Danke für eure weiteren Bemühungen ! Gruß
Hallo Thomas,
ein Feuerwehrmann aus Berlin wartet im Rechtsstaat Deutschland, mindestens seit dem Jahr 2008, immer noch, auf seine amtsangemessene und qualitätssichernde Alimentation, weil das BVerfG über den diesbezüglichen Vorlagebeschluss des BVerwG zur A – Besoldung des Feuerwehrmannes bis dato immer noch nicht entschieden hat. Das Abschiedsgeschenk des damals zeitnah scheidenden Präsidenten des BVerfG, Herrn Prof. Dr. Dr. Vosskuhle, der Beschluss 2 BvL 4/18 vom 04.052020 ist nun auch schon älter als 2 Jahre. Dr. Torsten Schwan hat in seiner Veröffentlichung in der Zeitschrift DÖV (Die öffentliche Verwaltung) Heft 5 – März 2022 belegt, dass alle 17 deutschen Besoldungsgesetzgeber ihre Beamten in der untersten im Landeshaushalt ausgewiesenen Besoldungsgruppe, mindestens seit dem Jahr 2008, also bereits im 15. Jahr, mit monatlich ca. rund 500,- Euro (netto) zu niedrig alimentieren. Alle deutschen Beamten bis hinein in die Besoldungsgruppe A10 werden hiernach, mindestens seit dem Jahr 2008, unterhalb des Sozialhilfeniveaus alimentiert!

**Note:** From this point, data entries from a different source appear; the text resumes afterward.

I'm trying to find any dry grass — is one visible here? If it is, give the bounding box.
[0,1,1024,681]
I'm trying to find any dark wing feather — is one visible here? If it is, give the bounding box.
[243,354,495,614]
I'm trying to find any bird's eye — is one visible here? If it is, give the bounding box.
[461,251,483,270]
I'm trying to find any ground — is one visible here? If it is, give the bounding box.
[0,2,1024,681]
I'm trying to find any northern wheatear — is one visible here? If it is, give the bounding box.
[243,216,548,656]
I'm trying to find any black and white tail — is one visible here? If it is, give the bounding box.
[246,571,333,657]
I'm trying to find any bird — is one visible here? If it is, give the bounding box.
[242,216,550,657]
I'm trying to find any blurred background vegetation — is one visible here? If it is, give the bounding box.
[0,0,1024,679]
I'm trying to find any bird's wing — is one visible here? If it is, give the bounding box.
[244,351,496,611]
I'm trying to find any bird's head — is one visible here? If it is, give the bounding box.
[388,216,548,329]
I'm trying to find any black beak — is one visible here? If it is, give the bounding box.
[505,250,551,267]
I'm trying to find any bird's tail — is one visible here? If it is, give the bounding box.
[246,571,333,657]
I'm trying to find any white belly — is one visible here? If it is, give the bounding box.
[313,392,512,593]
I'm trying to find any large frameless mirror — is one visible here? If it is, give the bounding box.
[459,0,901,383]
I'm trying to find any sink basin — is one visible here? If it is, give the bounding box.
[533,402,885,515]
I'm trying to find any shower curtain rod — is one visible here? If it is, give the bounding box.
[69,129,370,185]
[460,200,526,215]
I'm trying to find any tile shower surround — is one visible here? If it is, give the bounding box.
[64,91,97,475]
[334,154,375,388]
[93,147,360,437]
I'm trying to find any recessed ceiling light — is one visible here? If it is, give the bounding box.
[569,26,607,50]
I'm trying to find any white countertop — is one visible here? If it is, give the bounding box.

Was ist von den „Gremien“ zu tun? Diese sollten sich ein Beispiel am dbb – Thüringen nehmen und ihren Mitgliedern Rechtschutz gewähren. (https://www.thueringer-beamtenbund.de/aktuelles/news/tbb-macht-ernst-klage-gegen-beamtenbesoldung-eingereicht/)
Was sollte ein Jeder persönlich tun? Er sollte sich ein Beispiel an den Hamburger Beamten nehmen und persönlich Klage einreichen (https://www.dbb-hamburg.de/aktuelles/news/sachstand-zu-den-widerspruchs-und-klageverfahren-zur-amtsangemessenen-alimentation-der-beamtinnen-und-beamten/#:~:text=f%C3%BCr%20unser%20Hamburg-,Sachstand%20zu%20den%20Widerspruchs%2D%20und%20Klageverfahren%20zur,Alimentation%20der%20Beamtinnen%20und%20Beamten&text=Wie%20hinl%C3%A4nglich%20bekannt%20haben%20rund,die%20Bez%C3%BCgemitteilung%20Dezember%202020%20eingelegt.)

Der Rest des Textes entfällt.